Les entreprises qui peinent avec cette décision ne sont généralement pas confuses sur la stratégie. Elles rechignent à accepter le coût opérationnel complet de l'engagement dans un modèle. Cette réticence est compréhensible. C'est aussi, de façon fiable, la raison pour laquelle leurs taux de conversion ne bougent pas.

## FAQ

### Qu'est-ce que la croissance par le produit (PLG) ?

Le PLG est un modèle où le produit lui-même est le mécanisme principal d'acquisition, d'activation et de rétention des clients. Les utilisateurs atteignent un résultat concret avant toute interaction commerciale. Slack, Notion et Figma sont des exemples courants de produits distribués via ce modèle.

### Quand faut-il choisir la croissance par la vente (SLG) plutôt que le PLG ?

Le SLG est le bon modèle quand votre produit requiert un comité d'achat multi-parties prenantes, une revue de conformité ou de sécurité avant déploiement, ou quand la valeur contractuelle moyenne dépasse $30 000. Les logiciels d'entreprise réglementés et les solutions juridiques entrent typiquement dans cette catégorie.

### Est-il possible de combiner PLG et SLG dans la même entreprise ?

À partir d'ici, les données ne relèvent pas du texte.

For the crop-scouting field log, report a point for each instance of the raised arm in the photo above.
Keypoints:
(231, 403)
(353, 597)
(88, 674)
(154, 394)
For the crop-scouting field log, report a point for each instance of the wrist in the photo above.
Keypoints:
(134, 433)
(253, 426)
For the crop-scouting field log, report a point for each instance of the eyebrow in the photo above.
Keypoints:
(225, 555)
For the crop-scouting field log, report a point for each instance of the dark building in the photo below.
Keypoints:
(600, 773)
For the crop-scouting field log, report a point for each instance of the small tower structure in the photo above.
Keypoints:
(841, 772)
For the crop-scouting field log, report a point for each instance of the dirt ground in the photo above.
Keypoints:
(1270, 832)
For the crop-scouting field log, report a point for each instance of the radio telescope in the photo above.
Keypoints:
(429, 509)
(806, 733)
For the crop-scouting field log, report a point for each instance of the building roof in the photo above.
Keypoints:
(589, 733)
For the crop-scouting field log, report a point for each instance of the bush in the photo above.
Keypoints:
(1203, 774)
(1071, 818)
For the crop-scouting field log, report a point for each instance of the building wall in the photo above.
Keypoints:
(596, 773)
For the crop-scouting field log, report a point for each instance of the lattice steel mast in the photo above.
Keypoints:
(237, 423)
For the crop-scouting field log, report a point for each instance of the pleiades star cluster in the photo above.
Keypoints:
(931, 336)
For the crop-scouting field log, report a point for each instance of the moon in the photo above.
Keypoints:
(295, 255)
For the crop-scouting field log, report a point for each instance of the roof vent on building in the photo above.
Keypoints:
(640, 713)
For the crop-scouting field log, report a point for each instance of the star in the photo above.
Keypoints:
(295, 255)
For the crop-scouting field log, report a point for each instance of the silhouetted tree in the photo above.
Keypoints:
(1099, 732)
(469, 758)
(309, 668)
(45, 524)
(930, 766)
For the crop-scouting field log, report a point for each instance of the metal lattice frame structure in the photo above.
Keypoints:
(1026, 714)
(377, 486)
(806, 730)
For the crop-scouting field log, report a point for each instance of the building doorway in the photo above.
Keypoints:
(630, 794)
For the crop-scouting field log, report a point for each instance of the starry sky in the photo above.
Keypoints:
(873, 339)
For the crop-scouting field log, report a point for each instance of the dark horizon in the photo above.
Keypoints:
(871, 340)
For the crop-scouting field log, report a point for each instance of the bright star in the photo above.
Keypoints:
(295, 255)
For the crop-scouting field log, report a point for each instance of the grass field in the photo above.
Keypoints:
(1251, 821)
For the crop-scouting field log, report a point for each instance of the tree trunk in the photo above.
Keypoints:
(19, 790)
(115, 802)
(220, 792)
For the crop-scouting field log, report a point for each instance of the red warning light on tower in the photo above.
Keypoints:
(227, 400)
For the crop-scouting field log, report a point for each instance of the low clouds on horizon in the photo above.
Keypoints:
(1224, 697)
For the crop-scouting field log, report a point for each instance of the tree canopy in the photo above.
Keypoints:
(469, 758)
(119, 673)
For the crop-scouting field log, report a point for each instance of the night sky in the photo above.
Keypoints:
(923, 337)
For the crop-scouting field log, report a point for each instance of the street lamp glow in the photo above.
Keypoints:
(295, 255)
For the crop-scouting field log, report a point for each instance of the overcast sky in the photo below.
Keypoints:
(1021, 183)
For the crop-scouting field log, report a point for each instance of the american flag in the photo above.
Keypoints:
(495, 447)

Oui, et 67 % des entreprises dépassant $10 M d'ARR le font. La clé est la séquence : le PLG gère l'acquisition et le marché PME, le SLG intervient pour les comptes enterprise et l'expansion. Cette approche hybride atteint les objectifs NRR à 67 % contre 58 % pour le PLG pur.

### Comment le PLG modifie-t-il la stratégie de contenu d'une entreprise ?

En PLG, le contenu sert l'activation et la rétention plutôt que le cycle de vente. Cela exige 20 à 40 articles par mois (documentation, tutoriels, guides d'activation) contre 4 à 8 pour un programme SLG. La production assistée par IA devient une exigence opérationnelle, pas une option.

### Quels sont les signaux d'une implémentation PLG qui échoue ?

Les indicateurs d'alerte incluent : une équipe commerciale qui ignore les utilisateurs en essai gratuit, un produit optimisé pour les inscriptions mais pas pour l'activation, et un programme de contenu aligné sur le cycle de vente. Le PLG mis en oeuvre sans transformation organisationnelle échoue presque systématiquement.

### Quel est le bon moment pour passer d'un modèle SLG à un hybride PLG+SLG ?

Quand le produit peut délivrer de la valeur en libre-service sur un segment clair (typiquement PME ou développeurs), et que l'équipe est prête à réorganiser ses indicateurs autour de l'activation utilisateur. Construire l'infrastructure PLG d'abord, avant d'ajouter la couche commerciale, simplifie l'exécution et réduit les coûts.